Pero no todo son críticas. Por aquello de dar al César lo que es del
César, hay que reconocer que Hoover -el hombre que más tiempo ha pasado
al frente del cuerpo federal (tomo posesión en 1928 y sólo abandonó el
cargo el día en que murió, en 1972) –fue quien hizo de la criminología una ciencia; él fundó el FBI Laboratory,
donde sus hombres buscaban -y buscan- el modo de aplicar los últimos
avances científicos a la lucha contra las bandas organizadas, los
asesinatos o el espionaje. De allí salieron algunas prácticas que
después han pasado a formar parte del día a día policial -y del
imaginario popular- como el análisis de ADN para identificar sospechosos
o los bancos de huellas dactilares. Hoover es también el responsable de
llevar al FBI a la gran pantalla. No le bastaba con haber creado un
ejército de investigadores de traje y corbata; quería que se supiera,
que los medios hablaran de sus triunfos y las películas reflejaran, sin
un ápice de crítica, su labor. Quería ser recordado como un héroe nacional. Y lo consiguió. Hasta la fecha de su muerte.
Es
cierto que cuando asumió el cargo, El Director heredó una estructura
plagada de corruptelas e ineficiencia. Fundada el 26 de julio de 1908 a
instancias del presidente Roosevelt, la entonces conocida como Oficina
de Investigación (BOI, en sus siglas inglesas) se limitaba inicialmente a
tres decenas de agentes especiales dedicados a la lucha contra la trata
de blancas. Cuando Hoover murió contaba con más de 5.000 agentes y era uno de los ejes del poder norteamericano. Su lema: Fidelidad, Valentía, Integridad
(palabras cuyas iniciales coinciden, en inglés, con la sigla FBI). Pero
El Director no siempre siguió sus estrictas reglas morales.

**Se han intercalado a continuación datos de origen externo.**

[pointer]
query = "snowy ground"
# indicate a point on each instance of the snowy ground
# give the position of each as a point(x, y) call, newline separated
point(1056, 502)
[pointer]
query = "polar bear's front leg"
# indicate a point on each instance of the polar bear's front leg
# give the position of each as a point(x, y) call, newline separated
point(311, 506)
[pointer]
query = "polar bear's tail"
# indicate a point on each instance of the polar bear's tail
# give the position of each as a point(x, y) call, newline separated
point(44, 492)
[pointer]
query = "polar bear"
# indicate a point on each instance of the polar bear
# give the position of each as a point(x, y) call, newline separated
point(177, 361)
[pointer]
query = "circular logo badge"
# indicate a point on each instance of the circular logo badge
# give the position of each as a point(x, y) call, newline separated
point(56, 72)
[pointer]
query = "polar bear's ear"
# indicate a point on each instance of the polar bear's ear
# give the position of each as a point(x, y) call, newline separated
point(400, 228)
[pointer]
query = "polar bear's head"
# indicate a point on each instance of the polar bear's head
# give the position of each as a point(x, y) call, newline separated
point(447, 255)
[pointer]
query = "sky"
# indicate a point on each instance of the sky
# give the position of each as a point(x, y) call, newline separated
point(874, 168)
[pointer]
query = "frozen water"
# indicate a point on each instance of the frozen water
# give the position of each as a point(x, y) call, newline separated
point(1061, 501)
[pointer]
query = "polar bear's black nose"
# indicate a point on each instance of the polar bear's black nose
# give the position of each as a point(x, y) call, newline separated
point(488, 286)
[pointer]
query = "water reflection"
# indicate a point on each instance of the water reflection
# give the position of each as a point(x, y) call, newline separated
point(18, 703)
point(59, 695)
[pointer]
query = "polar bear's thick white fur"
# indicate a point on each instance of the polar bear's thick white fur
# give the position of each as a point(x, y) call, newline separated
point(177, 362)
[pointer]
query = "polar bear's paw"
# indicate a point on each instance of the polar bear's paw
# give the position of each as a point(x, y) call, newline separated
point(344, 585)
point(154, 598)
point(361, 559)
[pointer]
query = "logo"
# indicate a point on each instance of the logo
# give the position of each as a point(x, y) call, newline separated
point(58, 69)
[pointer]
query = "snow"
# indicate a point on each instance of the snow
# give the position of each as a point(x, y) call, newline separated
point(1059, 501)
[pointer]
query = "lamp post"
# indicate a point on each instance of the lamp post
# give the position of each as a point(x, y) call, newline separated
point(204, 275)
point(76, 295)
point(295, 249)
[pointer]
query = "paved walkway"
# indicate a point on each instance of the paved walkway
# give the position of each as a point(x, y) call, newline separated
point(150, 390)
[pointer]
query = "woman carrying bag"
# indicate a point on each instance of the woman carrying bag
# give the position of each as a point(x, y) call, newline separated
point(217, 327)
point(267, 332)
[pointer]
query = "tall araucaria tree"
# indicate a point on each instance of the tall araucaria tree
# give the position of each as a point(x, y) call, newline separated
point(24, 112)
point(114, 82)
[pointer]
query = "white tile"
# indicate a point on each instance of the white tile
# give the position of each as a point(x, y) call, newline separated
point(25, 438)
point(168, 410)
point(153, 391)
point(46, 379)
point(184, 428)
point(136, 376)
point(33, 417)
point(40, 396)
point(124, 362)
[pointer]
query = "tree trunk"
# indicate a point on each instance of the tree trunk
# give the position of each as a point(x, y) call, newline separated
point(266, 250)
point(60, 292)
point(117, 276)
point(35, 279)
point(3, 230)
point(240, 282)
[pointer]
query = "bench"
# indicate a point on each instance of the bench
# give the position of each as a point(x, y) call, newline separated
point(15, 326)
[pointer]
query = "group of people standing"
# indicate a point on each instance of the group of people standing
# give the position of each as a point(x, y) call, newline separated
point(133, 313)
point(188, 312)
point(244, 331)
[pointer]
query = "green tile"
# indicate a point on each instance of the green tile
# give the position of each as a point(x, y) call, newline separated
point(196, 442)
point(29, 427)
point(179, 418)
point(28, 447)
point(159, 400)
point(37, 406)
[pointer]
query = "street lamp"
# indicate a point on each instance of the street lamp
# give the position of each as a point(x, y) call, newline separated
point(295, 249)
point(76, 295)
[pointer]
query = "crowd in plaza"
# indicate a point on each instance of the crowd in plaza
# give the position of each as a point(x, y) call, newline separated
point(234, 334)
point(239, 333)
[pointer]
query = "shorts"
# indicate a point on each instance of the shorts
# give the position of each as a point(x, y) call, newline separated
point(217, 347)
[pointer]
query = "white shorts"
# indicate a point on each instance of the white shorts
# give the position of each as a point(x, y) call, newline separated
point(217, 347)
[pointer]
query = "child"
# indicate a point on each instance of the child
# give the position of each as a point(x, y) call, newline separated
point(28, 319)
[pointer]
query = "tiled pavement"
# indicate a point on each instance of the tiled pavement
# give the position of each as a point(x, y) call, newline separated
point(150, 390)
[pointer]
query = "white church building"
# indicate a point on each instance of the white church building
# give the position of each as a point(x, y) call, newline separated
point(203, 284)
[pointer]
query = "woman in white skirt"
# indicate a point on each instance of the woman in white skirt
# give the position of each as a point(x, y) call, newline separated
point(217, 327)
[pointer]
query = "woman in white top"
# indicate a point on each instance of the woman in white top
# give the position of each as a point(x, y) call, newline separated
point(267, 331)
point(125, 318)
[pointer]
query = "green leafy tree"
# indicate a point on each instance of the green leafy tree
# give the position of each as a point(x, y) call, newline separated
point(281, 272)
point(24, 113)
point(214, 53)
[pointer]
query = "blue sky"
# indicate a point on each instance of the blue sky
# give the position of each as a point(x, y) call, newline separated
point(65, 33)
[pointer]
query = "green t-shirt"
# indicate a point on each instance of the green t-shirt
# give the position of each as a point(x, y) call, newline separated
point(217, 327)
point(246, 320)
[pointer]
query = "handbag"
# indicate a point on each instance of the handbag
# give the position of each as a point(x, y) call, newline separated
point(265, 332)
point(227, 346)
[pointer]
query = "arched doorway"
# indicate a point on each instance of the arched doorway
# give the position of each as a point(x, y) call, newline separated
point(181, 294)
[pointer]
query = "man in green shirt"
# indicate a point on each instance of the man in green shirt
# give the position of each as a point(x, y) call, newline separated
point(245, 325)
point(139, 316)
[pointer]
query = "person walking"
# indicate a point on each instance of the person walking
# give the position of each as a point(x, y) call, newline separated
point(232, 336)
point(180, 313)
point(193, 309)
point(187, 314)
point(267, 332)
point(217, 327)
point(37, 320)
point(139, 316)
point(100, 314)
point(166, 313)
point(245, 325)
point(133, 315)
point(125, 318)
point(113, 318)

Tras su muerte salieron a la luz
cosas peores que su hipócrita actitud ante la homosexualidad;
anecdóticas algunas como su proverbial tacañería, contada en detalle por
la revista Time. Durante 20 años, Tolson y él cenaron casi
todas las noches en Harveys, un lujoso restaurante de Washington en el
que nunca pagaron, aunque dejaban una propina en metálico. Tras el
cambio de propietarios del establecimiento, los dos amigos regresaron a
su mesa reservada, pero el dueño osó pasarles la cuenta. No volvieron.
No sólo eso. Hoover cobró los suculentos derechos de autor de un best seller sobre el comunismo estadounidense, Maestros del engaño,
aunque el libro fue escrito por varios agentes del FBI. Hoover incluso
creó una fundación sin ánimo de lucro que, al menos en dos ocasiones, lo
galardonó a él con premios de cinco mil dólares en reconocimiento a su
trayectoria personal.
El enorme
ego del personaje se reflejaba también en la decoración de su casa. En
el recibidor siempre había una fotografía en la que aparecía charlando
con el presidente de turno. En el descansillo, un gran retrato de
Hoover; en lo alto de las escaleras, un busto suyo; y en las cuatro
paredes del salón de la planta baja, fotos de Hoover con personajes
famosos. Pero cuando empezaron a saberse algunos detalles de su vida
privada, salieron a la luz también las maneras despóticas de dirigir su
fortín.
Hoover estableció tantas
normas de conducta personal y tantos procedimientos específicos en el
FBI que no había agente capaz de ajustarse por entero a la normativa.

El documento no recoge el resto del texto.